Mama giggled again. What was it about that man that turned even the smartest woman into an airhead? “Well, we can’t let Christina be disappointed then, can we? But you’ll have to wait until I finish with Mrs. Martin.”

Mama gestured toward the pink vinyl seats in the front of the shop, and Matt gave her the famous Girard smile that used to melt the female hearts of Rochambeau High School. Evie felt a little hitch in her own heart, in spite of herself.

Why did he still have to be so damn good-looking? Was it too much to ask for him to be balding or growing a potbelly? Apparently so. Mother Nature was cruel.

“Sure thing, Miz Breaux.”

Before he’d taken three steps toward the waiting area, Mama said, “You remember my daughter, Evangeline, don’t you? She was a year behind you in school. Y’all used to play when I’d come out to do your mama’s hair every week.”

Evie’s heart crashed into her ribs. The ladies in the shop grew quiet while they waited for his answer. She knew what they were thinking. What they were waiting for. Why should it bother her what they thought? What any of them thought?

It had been ten years ago, and it didn’t matter anymore. She was grown up. Matt was grown up. Who cared?

Except that’s not how Rochambeau worked, and she knew it. It might have been ten years, but he’d humiliated her. He’d broken her heart and tossed her to the wolves when she wasn’t prepared to deal with the consequences of her actions. Not that anyone knew for sure what had happened, but rumors were usually enough in Rochambeau.

“Yes, ma’am, I sure do. How is she?” He didn’t sound in the least bit remorseful. But why would he? He’d departed for college a week later, and she’d been the one left behind to pick up the pieces.

“Evie’s great,” Mama announced. “Been living in Florida, but she’s home now. Maybe you can talk to her while you wait. Y’all can catch up.”

Evie’s stomach plummeted to her toes. Oh no. No, no, no. What if she went into the bathroom and refused to come out? Or just quietly slipped out the back door and disappeared for a couple of hours?
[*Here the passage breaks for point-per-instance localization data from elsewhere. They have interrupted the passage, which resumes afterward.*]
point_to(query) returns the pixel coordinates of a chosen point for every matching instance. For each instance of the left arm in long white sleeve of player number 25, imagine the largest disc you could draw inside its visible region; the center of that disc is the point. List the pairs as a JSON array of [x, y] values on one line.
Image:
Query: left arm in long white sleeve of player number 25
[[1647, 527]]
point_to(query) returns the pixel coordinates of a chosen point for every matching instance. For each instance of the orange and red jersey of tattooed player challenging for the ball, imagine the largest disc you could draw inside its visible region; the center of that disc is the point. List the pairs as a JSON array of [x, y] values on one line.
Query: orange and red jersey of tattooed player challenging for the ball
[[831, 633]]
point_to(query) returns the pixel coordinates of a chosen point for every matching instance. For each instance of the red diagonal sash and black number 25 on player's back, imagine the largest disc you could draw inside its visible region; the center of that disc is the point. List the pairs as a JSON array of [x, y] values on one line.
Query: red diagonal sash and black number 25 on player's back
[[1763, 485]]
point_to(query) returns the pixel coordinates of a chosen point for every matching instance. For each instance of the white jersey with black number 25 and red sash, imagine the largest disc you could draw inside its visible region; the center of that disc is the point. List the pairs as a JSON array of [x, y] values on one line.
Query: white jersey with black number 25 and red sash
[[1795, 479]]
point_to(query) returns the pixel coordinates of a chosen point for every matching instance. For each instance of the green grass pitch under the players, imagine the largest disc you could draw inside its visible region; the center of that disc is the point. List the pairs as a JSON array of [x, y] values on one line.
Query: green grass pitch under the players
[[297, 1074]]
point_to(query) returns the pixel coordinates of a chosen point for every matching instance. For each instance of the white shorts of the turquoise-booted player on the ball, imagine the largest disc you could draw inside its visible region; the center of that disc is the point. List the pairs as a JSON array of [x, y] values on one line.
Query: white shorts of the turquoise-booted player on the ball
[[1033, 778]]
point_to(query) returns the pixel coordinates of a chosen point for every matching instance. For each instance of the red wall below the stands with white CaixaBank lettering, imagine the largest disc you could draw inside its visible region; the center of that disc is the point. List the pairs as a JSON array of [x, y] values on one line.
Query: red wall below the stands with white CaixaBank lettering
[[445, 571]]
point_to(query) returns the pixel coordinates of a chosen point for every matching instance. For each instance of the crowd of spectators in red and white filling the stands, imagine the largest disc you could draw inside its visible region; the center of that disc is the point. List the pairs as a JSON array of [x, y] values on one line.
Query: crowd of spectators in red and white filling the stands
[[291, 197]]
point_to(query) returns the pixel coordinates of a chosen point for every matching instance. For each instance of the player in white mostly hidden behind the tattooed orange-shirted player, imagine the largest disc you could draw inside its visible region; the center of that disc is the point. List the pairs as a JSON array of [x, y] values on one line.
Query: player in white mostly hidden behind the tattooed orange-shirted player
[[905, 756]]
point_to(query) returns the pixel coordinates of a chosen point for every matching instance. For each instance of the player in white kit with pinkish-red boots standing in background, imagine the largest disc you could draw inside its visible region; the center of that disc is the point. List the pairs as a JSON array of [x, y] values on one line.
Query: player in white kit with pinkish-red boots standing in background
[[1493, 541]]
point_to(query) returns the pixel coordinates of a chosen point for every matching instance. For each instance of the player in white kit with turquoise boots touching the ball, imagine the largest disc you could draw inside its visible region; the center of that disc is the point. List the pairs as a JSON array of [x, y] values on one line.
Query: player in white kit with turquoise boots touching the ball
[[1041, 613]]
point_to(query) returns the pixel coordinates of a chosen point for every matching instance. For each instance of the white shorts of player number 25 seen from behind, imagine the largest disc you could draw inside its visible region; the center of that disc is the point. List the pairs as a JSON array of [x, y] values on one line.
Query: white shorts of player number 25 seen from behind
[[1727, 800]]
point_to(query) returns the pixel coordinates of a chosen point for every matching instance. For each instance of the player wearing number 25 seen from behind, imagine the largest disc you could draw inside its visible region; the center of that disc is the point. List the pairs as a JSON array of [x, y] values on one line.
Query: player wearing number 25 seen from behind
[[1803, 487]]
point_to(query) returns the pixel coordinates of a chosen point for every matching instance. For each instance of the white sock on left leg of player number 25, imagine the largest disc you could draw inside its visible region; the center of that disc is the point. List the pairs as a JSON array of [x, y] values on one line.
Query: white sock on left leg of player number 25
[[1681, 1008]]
It was time for her lunch break, and—

Coward. Evie stiffened her spine. She wasn’t running away. If it wasn’t now, it’d be some other time. She couldn’t avoid him forever. And far better to get this over with in public, while she could maintain her dignity and show the good people of Rochambeau there was nothing left to talk about.

“That’d be great,” he said in an aw shucks way she didn’t buy for a second. He might talk smooth and act all friendly and gee-whiz ma’am, but she knew better. God, did she know better.

He was nothing more than a self-centered, arrogant jerk with a giant sense of entitlement and no mercy for those he considered beneath him. A little corner of her heart still hurt like it had been yesterday, but she ruthlessly stomped on the feeling until it stopped.

“Good,” her mother said as if it were the best idea in the world, her gaze sweeping the shop. “She was here just a minute ago. Evie? Evie?”

“She went in the back,” Stella offered with what Evie was convinced was a hint of glee. Bitch.

Right. There was nothing Evie could do except face this particular blast from the past. Because there was no way on earth she’d ever let Matt Girard humiliate her again. She’d learned the hard way, but at least she’d learned.

“I’m right here, Mama,” she said, whipping off her smock and pushing back the curtain.